Ces fous volants et leurs drôles de machines.
Quant à lui-même, notre Tartarin de Tarascon des temps modernes, n’a de volant que celui de son berlingot.
N’étant pas issu d’une lignée aussi richissime que son héros brésilien, Albert Santos-Dumont, la vie a voulu qu’il reste, tel le petit garçon dans Cinéma Paradiso, à vivre son amour depuis le plancher des vaches.
Entre deux cours d’aéronautique à Alès, chacun invite les 7 à 77 ans à venir partager sa contagieuse passion. On le retrouve ainsi, tantôt “en plein air” mais, aussi, dans les salles de conférences souvent improvisées.
À l’occasion d’une dédicace à La Cigale à lunettes, Renata m’avait dit qu’ils attendaient également le meilleur VRP de l’aéronautique de la région. Juste ciel, voilà en effet que notre Coularou rapplique, se faufilant tant bien que mal avec, en remorque, “son” précieux Blériot XI.
À l’intention des néophytes dont j’étais jusqu’à peu, c’est là l’appareil qui a remporté le prix du Daily Mail en 1909, pour avoir pour la première fois traversé la Manche.

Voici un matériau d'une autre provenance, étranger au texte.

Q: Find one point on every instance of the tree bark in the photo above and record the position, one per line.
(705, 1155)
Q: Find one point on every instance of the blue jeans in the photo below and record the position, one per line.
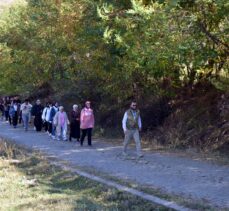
(25, 118)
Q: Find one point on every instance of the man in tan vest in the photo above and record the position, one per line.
(131, 125)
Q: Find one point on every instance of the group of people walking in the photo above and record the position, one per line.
(55, 120)
(52, 118)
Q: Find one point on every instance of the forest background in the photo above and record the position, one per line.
(169, 55)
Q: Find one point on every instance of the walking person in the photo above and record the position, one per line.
(61, 122)
(26, 113)
(2, 110)
(87, 122)
(75, 123)
(37, 113)
(6, 109)
(46, 116)
(14, 113)
(54, 110)
(131, 125)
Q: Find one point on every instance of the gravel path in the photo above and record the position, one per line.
(182, 176)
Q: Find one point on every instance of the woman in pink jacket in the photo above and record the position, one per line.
(87, 122)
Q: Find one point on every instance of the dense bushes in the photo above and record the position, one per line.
(113, 51)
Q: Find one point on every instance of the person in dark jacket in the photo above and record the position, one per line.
(37, 113)
(74, 123)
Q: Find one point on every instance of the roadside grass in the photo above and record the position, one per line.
(28, 181)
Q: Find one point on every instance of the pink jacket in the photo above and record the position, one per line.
(87, 119)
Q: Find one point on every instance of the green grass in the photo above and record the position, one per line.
(30, 182)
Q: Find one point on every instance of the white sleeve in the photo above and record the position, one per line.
(139, 122)
(124, 122)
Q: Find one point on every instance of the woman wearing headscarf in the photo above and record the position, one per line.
(61, 122)
(74, 123)
(37, 113)
(87, 122)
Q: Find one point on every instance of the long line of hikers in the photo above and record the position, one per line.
(54, 120)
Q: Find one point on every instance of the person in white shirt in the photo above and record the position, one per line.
(131, 125)
(46, 117)
(26, 113)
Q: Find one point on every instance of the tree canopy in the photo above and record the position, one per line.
(113, 50)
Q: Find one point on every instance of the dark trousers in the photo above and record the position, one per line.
(38, 123)
(7, 115)
(85, 132)
(15, 120)
(46, 126)
(10, 120)
(50, 127)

Pour le centenaire des rencontres aériennes cigaloises, le Club aéro des Garrigues en a fait réaliser une réplique, plus parfaite encore que l’original.

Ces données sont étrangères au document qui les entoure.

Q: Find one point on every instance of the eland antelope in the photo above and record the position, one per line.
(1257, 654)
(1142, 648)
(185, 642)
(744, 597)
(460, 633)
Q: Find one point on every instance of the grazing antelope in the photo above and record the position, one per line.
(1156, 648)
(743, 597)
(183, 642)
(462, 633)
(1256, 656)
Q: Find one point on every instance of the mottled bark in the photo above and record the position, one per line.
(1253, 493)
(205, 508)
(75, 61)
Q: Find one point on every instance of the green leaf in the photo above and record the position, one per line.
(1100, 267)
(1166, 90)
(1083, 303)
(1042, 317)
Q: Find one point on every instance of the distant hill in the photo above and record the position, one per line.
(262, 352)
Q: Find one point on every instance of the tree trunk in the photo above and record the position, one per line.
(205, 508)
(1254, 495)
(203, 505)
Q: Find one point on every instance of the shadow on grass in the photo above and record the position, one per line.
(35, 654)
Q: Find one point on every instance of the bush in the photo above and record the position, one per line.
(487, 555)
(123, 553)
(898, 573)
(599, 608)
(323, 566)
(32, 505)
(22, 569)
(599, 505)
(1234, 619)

Sachant que l’oiseau a un frère archéologue au CNRS, je dois peut-être préciser qu’il s’agit ici de Pascal. En d’autres mots, le tenancier de l’établissement qui, longtemps, passait pour être le Centre culturel de St-Hippolyte : la Librairie Coularou, aux éditions éponymes.
Aujourd’hui, notre sympathique VRP est fier d’annoncer qu’il sera bientôt multicarte. À voir ses yeux pétillants de malice, on comprend que pour lui c’est l’Amérique !
Est en effet maintenant en construction la Demoiselle, une réplique d’un des avions d’Albert Santos-Dumont.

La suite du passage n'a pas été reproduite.